From Archbishop em. Robert Zollitsch DD, Freiburg, for schoenstatt.org – a contribution to the series: What does the Holy Year of Mercy mean? •
On 13 March 2013 Francis was elected Pope. On Sunday 17 March he prayed the Sunday Angelus on St Peter’s Square for the first time. On that occasion he told the people, “In these days I read a book by a good theologian, a really good theologian, Cardinal Walter Kasper. The book did me so much good, so much good. Cardinal Kasper said that everything changes when the word mercy is uttered.” This is what Pope Francis also thinks. Because God’s name, and what characterises and distinguishes God best of all, is mercy. “ “To show mercy”, the Pope said, “is an essential feature of God. This is precisely how he shows his omnipotence.”
So Pope Francis also proclaimed the “extraordinary Jubilee of Mercy”. “In this time of epochal change” he wants to help us to experience in a new way that God is a God who is close to us, a “God with us”. God’s closeness is revealed most directly in what we call mercy.
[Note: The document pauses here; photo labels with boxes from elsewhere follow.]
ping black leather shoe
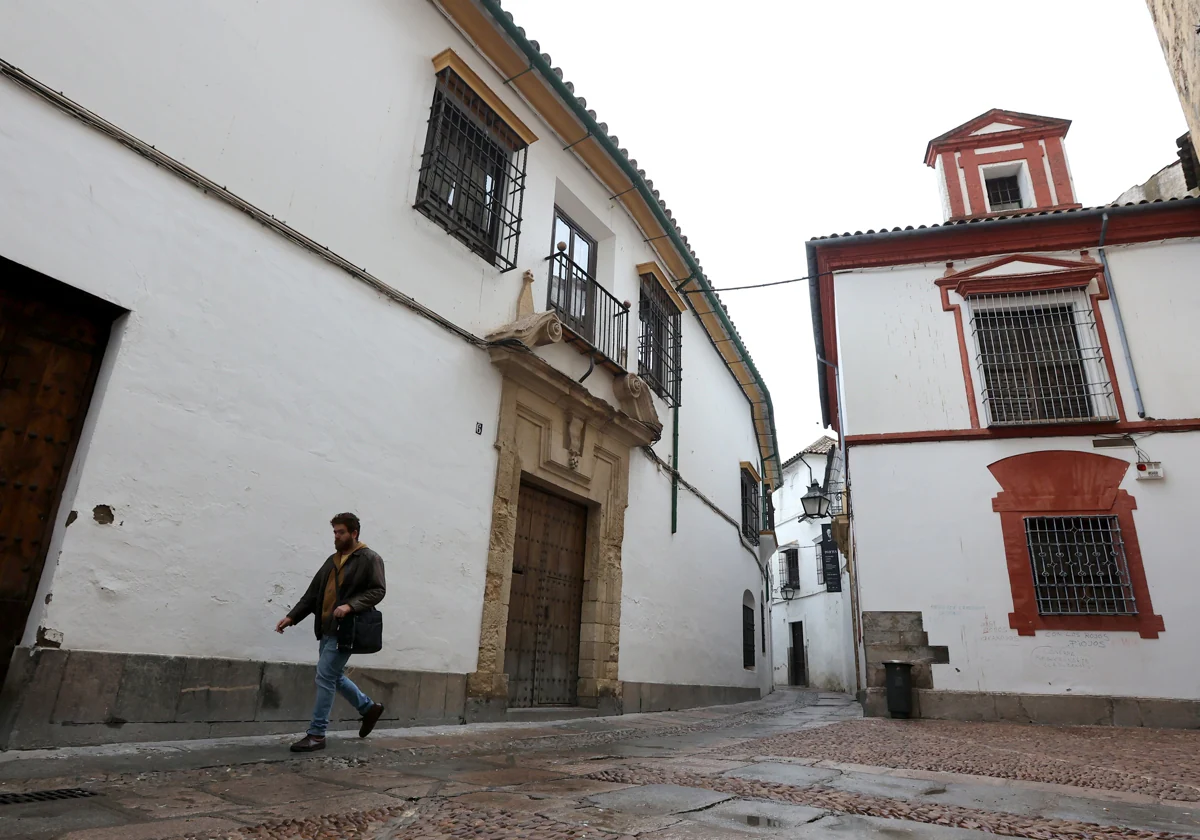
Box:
[292,736,325,752]
[359,703,383,738]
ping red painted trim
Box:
[955,137,1054,217]
[925,120,1067,167]
[1045,134,1075,204]
[809,200,1200,432]
[946,204,1084,222]
[846,418,1200,446]
[959,149,988,216]
[1085,268,1129,422]
[817,247,841,433]
[935,265,1102,298]
[934,251,1127,428]
[942,151,967,218]
[988,450,1166,638]
[1024,138,1054,208]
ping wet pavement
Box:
[0,690,1200,840]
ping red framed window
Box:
[988,450,1165,638]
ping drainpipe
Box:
[479,0,784,476]
[1096,212,1146,419]
[671,403,679,534]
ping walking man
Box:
[275,514,386,752]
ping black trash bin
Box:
[883,660,912,718]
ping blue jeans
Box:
[308,636,373,737]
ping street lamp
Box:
[800,481,829,520]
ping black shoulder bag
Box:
[334,563,383,654]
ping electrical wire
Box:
[679,271,833,294]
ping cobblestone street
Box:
[0,690,1200,840]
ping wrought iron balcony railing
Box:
[547,251,629,373]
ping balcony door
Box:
[550,208,596,341]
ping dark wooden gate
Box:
[504,485,588,707]
[791,622,809,685]
[0,258,116,683]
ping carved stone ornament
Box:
[487,312,563,349]
[563,413,588,469]
[612,373,662,432]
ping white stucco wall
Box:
[772,454,856,694]
[1105,239,1200,419]
[852,432,1200,700]
[0,0,770,690]
[834,265,971,434]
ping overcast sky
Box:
[504,0,1187,458]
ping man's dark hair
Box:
[329,514,362,534]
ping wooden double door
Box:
[504,485,588,708]
[0,258,118,683]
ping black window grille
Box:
[414,67,527,271]
[762,485,775,533]
[758,599,767,653]
[637,274,683,406]
[742,604,754,668]
[984,175,1021,212]
[779,548,800,589]
[1025,516,1138,616]
[742,469,760,545]
[968,290,1116,425]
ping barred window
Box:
[1025,516,1138,616]
[742,468,760,545]
[779,548,800,589]
[984,175,1021,212]
[637,274,683,406]
[967,289,1117,426]
[414,67,528,271]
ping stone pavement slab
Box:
[230,793,393,824]
[204,773,346,805]
[515,778,629,798]
[55,817,245,840]
[782,814,998,840]
[686,799,828,836]
[0,799,128,840]
[450,767,564,787]
[827,773,946,799]
[587,785,733,816]
[724,762,841,787]
[539,806,680,838]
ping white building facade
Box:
[0,0,780,748]
[770,437,858,694]
[809,112,1200,726]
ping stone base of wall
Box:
[0,648,467,749]
[862,688,1200,730]
[619,682,762,714]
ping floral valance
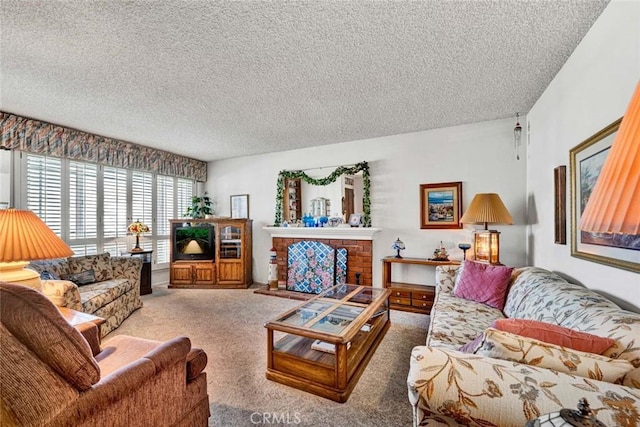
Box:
[0,111,207,182]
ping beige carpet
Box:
[109,285,429,427]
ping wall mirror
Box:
[274,162,371,227]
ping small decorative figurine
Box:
[391,237,405,258]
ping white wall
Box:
[206,118,526,286]
[0,150,13,209]
[527,1,640,311]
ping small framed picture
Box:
[420,181,462,229]
[349,214,362,227]
[231,194,249,218]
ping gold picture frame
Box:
[569,118,640,272]
[553,165,567,245]
[420,181,462,229]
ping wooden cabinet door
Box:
[171,264,192,285]
[218,261,244,283]
[193,263,215,285]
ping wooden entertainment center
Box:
[169,218,253,289]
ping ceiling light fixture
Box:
[513,113,522,160]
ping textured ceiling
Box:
[0,0,608,160]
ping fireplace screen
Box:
[287,241,347,294]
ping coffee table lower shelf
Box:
[266,311,391,403]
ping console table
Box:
[382,256,460,314]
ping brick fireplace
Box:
[263,227,380,288]
[273,237,373,286]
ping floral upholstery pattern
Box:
[408,346,640,427]
[475,328,633,383]
[68,252,113,282]
[427,292,504,350]
[42,280,82,311]
[30,256,142,337]
[407,266,640,426]
[28,258,70,277]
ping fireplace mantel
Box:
[262,227,381,240]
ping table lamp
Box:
[460,193,513,265]
[0,208,73,290]
[391,237,405,258]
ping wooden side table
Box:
[382,256,460,314]
[121,251,153,295]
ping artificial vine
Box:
[274,162,371,227]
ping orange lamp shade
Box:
[580,83,640,235]
[460,193,513,230]
[0,208,73,262]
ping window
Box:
[155,175,175,263]
[26,155,62,237]
[131,171,155,251]
[176,178,193,218]
[67,161,98,255]
[20,154,194,264]
[102,166,130,255]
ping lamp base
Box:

Jesus did not come to hand over to us the stone tables of the Ten Commandments once more. He became man, one of us, in order to share everything with us. He came to heal our illnesses, and to turn towards all who are unable to help themselves, who are in need and depend on being helped. This also includes people who are guilty. Jesus has compassion on us, and turns to us with love and mercy, as he expressly illustrated in the parables of the merciful Samaritan, the prodigal son and merciful father.
In the Holy Year of Mercy Pope Francis invites us to get to know God in a deeper way as the Father, and as God who turns to us in fatherly love.
His aim, therefore, is to open up to us the mystery of God’s heart more deeply, by making us aware of what is meant when we say, as the Pope put it, that mercy is “an essential feature of God”, indeed that it is “a key word for God’s actions towards us”. Because “God reveals his power above all in mercy and through sparing us”. And that is something we cannot take for granted. It causes not only us, but also the Pope, to marvel, so that he states, “Mercy is the most surprising attribute of our Creator and Redeemer.” It is the application of the all-transcending statement in everyday life, that God is a God of affection and love. It makes God’s love for us an experienced reality.
Encounter: Fr. Joseph Kentenich and Robert Zollitsch in Milwaukee
This Father-God not only shelters us in his love and mercy. He reaches out his hand to us, invites us to take it, to enter into his offer of a covenant, and to walk the pilgrim path of faith in our covenant with him. He does this not with a condescending affection from above, but by becoming a human being in his incarnate Son, who became wholly God with us: Jesus, “the face of the Father’s mercy”, guides us “to trust in the infinite mercy of our Father-God” “in all questions”, as Fr Joseph Kentenich encourage us to do.
In this Mary accompanies us in the covenant of love. She who under the Cross witnessed the words of forgiveness he uttered, which are “the highest from of forgiveness for those who crucified him”, knows the lengths to which God’s mercy goes. “God’s mercy is without end.” She helps us and encourages us to shelter ourselves in the “boundless mercy of God”.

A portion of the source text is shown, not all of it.